All Kafka brokers know is what offset range is available in particular topic and partition, and this is exactly what earliest_offset and latest_offset refer to. The only reason you may want to use these functions is to check that an offset you try to read is in the range.

So what about consumer offsets, i.e. a pointer to the latest message that the consumer has read? It turns out there’s no way to make a single algorithm that works for all cases. Consider such an example:

  1. You start reading a particular topic partition from offset 1000 and read a batch of 100 messages.
  2. During processing of this batch, an error occurs.

You recover from the error, but now should you start reading from offset 1000 or 1100? In practice, it depends on the client logic - sometimes you should, sometimes not. So the punchline is that only the client can decide how to handle offsets.

Let’s have some practice.

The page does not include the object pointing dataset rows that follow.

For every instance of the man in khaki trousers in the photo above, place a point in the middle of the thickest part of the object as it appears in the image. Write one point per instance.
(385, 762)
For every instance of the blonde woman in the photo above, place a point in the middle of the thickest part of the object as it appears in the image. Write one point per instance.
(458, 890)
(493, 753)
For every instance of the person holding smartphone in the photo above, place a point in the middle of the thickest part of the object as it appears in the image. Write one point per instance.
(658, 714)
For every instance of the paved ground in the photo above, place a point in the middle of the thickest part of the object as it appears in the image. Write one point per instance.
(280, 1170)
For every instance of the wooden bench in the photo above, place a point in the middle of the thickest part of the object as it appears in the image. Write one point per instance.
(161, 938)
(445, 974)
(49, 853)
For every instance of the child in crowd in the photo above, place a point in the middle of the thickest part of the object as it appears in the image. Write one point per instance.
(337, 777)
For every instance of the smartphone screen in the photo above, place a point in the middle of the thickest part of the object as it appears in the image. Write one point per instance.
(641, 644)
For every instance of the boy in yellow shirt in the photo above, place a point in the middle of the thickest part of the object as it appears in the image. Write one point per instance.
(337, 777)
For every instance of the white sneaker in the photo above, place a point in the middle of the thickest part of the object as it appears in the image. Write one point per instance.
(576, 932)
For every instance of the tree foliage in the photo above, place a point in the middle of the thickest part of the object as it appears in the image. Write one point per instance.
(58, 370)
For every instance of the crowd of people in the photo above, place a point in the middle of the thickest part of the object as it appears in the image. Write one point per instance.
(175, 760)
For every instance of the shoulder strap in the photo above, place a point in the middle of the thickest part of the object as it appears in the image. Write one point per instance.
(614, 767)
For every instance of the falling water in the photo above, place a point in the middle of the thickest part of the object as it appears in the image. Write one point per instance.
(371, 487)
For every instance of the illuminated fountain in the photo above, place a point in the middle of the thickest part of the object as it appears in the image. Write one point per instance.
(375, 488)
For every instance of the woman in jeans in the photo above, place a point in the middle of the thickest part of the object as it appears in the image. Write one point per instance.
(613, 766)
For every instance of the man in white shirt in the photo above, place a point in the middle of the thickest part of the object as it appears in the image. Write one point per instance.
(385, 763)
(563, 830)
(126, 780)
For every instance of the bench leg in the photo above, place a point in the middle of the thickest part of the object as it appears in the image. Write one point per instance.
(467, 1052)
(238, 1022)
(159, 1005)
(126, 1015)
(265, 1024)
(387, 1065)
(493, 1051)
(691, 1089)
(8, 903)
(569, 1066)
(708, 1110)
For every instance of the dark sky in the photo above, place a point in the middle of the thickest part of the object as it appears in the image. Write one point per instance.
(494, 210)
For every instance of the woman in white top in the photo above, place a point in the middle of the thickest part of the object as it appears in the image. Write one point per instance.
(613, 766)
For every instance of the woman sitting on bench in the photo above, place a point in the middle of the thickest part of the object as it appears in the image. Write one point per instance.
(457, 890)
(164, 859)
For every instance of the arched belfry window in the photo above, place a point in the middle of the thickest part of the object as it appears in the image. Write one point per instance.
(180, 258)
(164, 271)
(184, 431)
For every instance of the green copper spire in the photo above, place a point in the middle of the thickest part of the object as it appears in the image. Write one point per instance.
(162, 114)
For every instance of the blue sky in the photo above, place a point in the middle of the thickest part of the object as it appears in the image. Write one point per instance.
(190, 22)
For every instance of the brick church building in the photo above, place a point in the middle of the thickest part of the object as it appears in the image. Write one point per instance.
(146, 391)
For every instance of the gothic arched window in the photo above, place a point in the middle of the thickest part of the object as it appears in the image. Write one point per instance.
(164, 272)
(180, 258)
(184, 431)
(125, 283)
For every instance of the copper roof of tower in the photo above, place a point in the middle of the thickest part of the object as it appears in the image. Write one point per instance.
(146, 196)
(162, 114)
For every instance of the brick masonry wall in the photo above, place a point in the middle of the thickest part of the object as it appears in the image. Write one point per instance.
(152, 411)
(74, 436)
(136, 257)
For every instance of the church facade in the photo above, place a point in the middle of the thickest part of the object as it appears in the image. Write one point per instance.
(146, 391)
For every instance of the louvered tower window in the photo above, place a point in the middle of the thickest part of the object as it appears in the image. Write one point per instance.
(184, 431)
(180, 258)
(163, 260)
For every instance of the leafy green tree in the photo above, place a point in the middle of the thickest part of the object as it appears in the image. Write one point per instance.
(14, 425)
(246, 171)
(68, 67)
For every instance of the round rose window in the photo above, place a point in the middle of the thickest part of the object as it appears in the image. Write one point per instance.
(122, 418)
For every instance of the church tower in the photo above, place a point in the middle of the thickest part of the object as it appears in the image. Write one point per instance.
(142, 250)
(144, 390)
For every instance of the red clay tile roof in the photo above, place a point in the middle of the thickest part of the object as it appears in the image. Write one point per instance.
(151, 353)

Let’s say we want to read a topic “my_topic” and partition 0 (don’t forget that there might be other partitions as well!) and we want to start reading from the very first available message:

offset = take!(earliest_offset(kc, "my_topic", 0))

or we want to skip all the previous messages and read only new onces:

offset = take!(latest_offset(kc, "my_topic", 0))

or maybe we have a saved offset and want to start from there:

offset = load_from_some_storage()

Anyway, we now know our starting point. Let’s read a bunch of data from Kafka:

ch = fetch(kc, "my_topic", 0, offset)
messages = take!(ch)

What have we done just yet? We sent a single fetch request to a Kafka broker and broker returned a set of messages. Note, that we can’t control how many messages we want to read in a single request, but we can specify a size of a buffer and max wait time (see the options).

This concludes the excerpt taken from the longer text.